The Chiefs for Change Board of Directors today issued the following statement on behalf of the membership.
Families and educators across the country are worried their kids have fallen behind academically and will fall further behind in the school year ahead. These concerns are greater for students from low-income families and historically disadvantaged backgrounds, who on average experience greater setbacks during time out of school.
Tests that verify what students have and have not learned are more important now than ever before, even if traditional state tests and accountability systems may not be feasible. This is why it is unacceptable for state leaders to call for a wholesale suspension of all state-required tests without offering an alternative vision that assures the rights of all children to learn, even amidst a pandemic.

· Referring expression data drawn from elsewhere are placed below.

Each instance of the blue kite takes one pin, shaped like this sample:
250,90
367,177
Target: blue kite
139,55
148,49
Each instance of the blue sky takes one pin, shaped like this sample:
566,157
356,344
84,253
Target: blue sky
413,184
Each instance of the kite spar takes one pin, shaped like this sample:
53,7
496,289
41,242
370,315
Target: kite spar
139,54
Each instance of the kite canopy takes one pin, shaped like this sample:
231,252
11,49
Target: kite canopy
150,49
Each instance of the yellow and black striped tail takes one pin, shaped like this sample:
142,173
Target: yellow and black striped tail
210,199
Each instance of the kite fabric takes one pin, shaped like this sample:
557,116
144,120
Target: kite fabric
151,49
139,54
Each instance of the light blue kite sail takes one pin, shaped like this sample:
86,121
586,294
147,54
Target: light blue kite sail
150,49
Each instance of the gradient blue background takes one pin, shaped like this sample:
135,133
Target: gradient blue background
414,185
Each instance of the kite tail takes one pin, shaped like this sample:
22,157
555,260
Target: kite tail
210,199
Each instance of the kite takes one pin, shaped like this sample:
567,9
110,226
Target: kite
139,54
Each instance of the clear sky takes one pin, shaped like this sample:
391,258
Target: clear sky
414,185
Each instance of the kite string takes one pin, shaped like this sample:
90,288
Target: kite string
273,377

We write today to urge that policymakers adopt a practical but principled approach in these unique times.
We call on Congressional leaders and the U.S. Secretary of Education to:
- Be patient in making any decision that would change federal requirements related to state testing. Determinations can be made later in the school year when more is known about the pandemic’s duration and about the feasibility of testing.

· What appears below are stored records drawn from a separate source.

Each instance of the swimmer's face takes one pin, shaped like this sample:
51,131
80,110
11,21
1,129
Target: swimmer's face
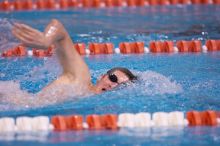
111,80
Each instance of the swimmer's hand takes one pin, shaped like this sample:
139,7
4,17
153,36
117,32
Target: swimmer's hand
30,37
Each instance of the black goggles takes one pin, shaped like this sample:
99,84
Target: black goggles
112,77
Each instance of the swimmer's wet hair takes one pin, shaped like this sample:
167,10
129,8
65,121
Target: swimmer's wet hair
126,71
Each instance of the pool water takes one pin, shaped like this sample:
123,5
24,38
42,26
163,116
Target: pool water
167,82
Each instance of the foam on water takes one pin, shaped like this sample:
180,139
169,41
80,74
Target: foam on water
7,40
149,83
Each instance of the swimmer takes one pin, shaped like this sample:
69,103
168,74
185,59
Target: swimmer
75,70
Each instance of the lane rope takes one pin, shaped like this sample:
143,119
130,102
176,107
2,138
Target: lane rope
18,5
181,46
110,121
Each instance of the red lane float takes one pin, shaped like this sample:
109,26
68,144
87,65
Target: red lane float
131,47
213,45
17,51
94,122
80,47
124,48
64,4
59,123
101,48
189,46
109,121
41,4
209,118
160,47
194,118
43,53
74,122
5,5
216,1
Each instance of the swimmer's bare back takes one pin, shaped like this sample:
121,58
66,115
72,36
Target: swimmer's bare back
75,70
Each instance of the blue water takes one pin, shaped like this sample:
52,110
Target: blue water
190,81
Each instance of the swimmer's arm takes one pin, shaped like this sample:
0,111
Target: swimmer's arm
73,65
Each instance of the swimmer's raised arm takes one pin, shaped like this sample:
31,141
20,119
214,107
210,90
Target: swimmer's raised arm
73,65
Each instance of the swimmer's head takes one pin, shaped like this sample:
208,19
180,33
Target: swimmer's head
114,78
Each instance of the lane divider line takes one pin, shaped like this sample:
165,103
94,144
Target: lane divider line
21,5
181,46
110,121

- Require that states continue to collect and report non-test-based measures of student and school performance such as graduation rates; AP results; attendance; online engagement and connectivity (where relevant); and FAFSA completion by school and student group.
- Allow states and districts to use future federal stimulus funds toward adapting their standards-aligned tests, as needed, to measure student learning (and provide reliable information on grade-level performance), in the event students are unable to be tested under typical conditions. Alternate plans could involve administering and reporting the results of state tests administered in remote locations, state analysis of district-based interim tests, or tests administered to smaller samples within the larger population (with sufficient numbers to validly disaggregate by student group down to the school level, so that the assessments can serve their historic civil rights purpose).
- Allow states to freeze school ratings awarded based on 2019 results. Schools will be opening under highly unique circumstances that make such rating systems less valid in the 2020-2021 school year.
- Require states to identify low-performing schools based on the most recent results and continue intervention in those schools, per state ESSA plans.
- Continue to administer the National Assessment of Educational Progress (NAEP). Also known as the Nation’s Report Card, NAEP is the largest nationally representative and continuing assessment of what America’s students know and can do in various subject areas, making it a useful tool for tracking student achievement over time.
We call on state leaders to:
- Adhere to guidance issued by the Council of Chief State School Officers related to appropriate use of all assessments in this unique time.
- Implement standards-based state tests to every extent practicable in the 2020-2021 school year.
- Develop alternate plans to collect evidence of student learning based on standards-based tests (that provide reliable information on grade-level performance) in the event traditional state testing cannot be feasibly implemented, and plan to allocate funds necessary to do this.
- Continue to intervene in persistently struggling schools and with persistently struggling groups of students, even in the absence of federal requirements to update school ratings.
COVID-19 has forced us to rethink nearly every facet of schooling. Assessments are no exception. While the current crisis may require a new approach, we must maintain our commitment to this foundational aspect of our work to ensure every child receives an excellent education.